If you are in bash or ksh93 or zsh, you don't need all kinds of things like basename, dirname, cut, tr, wc, nor some of the more powerful stuff either most of the time. I have a shell function that uses the built-in read combined with a named pipe file created in tmp to make a sleep that doesn't need /bin/sleep. Why bother? because it's awesome. And usually the only times I need to use sleep it's in some rapid short duration polling loop that really is better if you don't have to fork & exec & teardown on every iteration. It's bad enough to be polling like that in the first place. And it just doesn't matter how "probably all the externals will be there", not using them is even better. And these days a lot of once-common "userland" is no longer common or installed by default. A script that never tries to run dos2unix never cares that it's not installed, or that the bsd version behaves differently, or the mac version is stupid old, etc.
The main parser and emitter are BFN-generated (that's why they look so mechanical).
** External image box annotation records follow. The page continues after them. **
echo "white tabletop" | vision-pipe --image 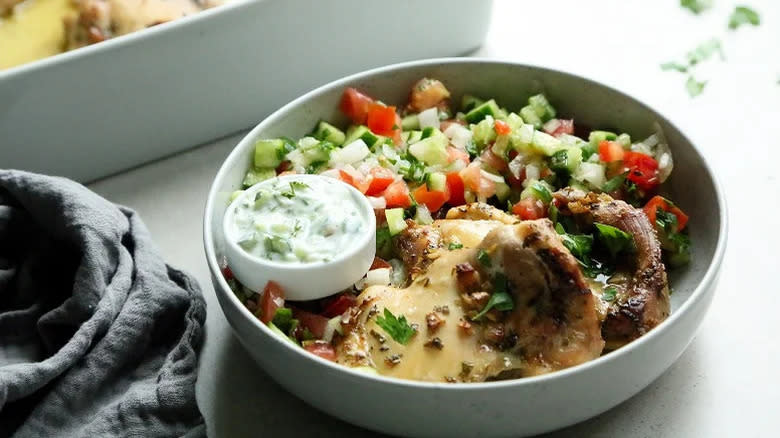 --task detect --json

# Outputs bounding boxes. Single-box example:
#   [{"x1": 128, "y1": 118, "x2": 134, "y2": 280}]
[{"x1": 90, "y1": 0, "x2": 780, "y2": 438}]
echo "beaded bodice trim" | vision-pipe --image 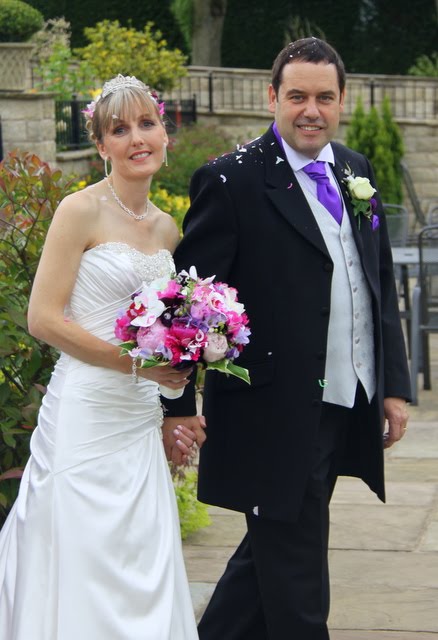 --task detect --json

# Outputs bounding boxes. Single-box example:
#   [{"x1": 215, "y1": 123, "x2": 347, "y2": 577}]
[{"x1": 89, "y1": 242, "x2": 175, "y2": 282}]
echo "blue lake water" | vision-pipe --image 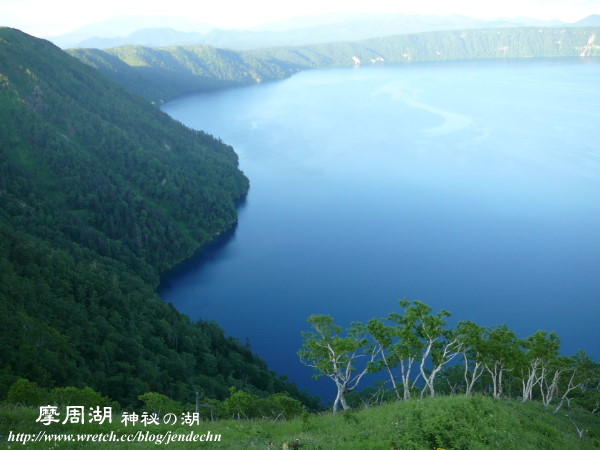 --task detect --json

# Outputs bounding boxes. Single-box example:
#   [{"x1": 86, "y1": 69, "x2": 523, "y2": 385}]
[{"x1": 160, "y1": 60, "x2": 600, "y2": 396}]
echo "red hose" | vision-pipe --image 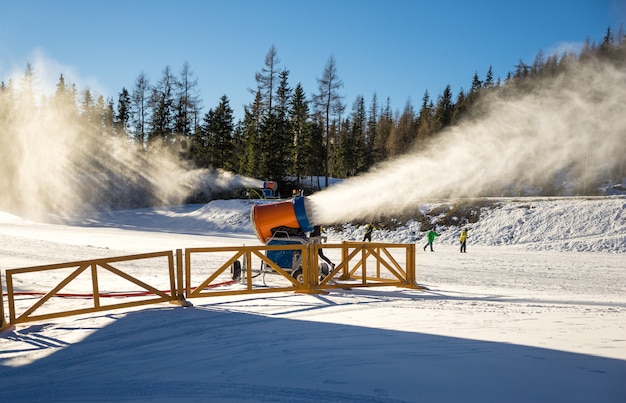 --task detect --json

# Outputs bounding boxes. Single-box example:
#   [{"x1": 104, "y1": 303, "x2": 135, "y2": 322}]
[{"x1": 3, "y1": 280, "x2": 237, "y2": 298}]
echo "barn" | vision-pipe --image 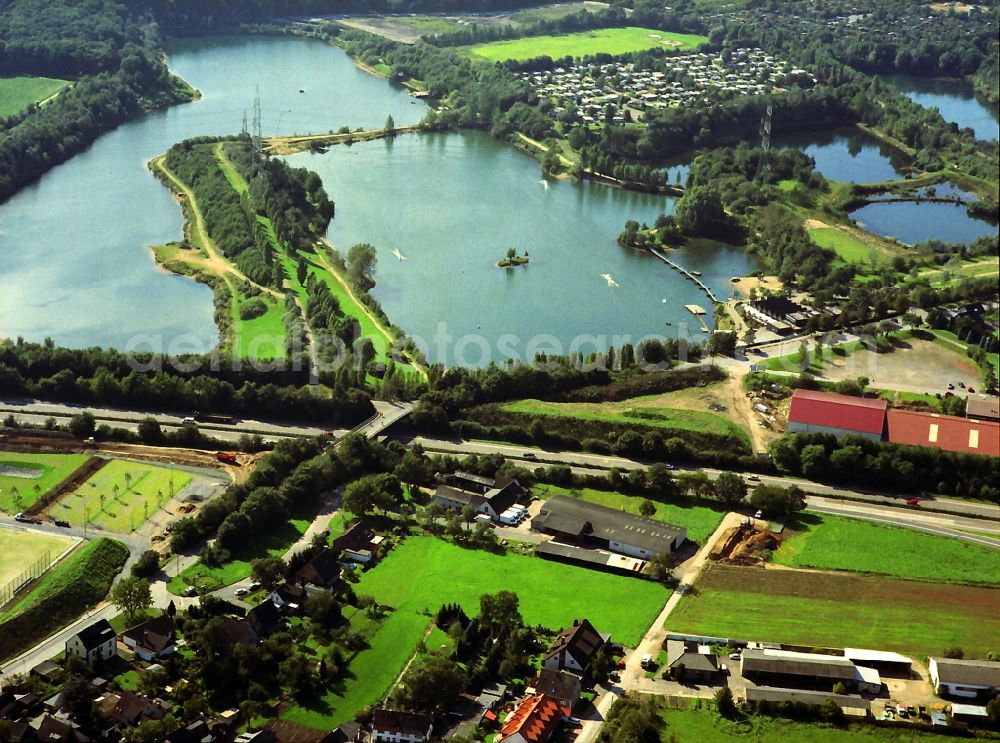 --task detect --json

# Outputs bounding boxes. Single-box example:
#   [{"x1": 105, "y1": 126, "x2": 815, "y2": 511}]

The BNF parser generator is also written in portable shell (I posted another gist with a preview of it in another thread).
All modules have comprehensive tests, but it is still lacking documentation and not ready for prime time!
shto be portable?Thinking about this in the context of a job I used to do, security on shared hosting environments, it gives me a bit of a shiver. There are reasons compilers aren’t available to normal users on those.
I mean, today it's possible to generate it in Tcl, Elisp, Windows BAT, Powershell.
The effort is just 1 prompt.
The WHY question is much more important today -- "because I can" no longer makes sense, because we all can do much, much more with minimum effort today than before LLMs.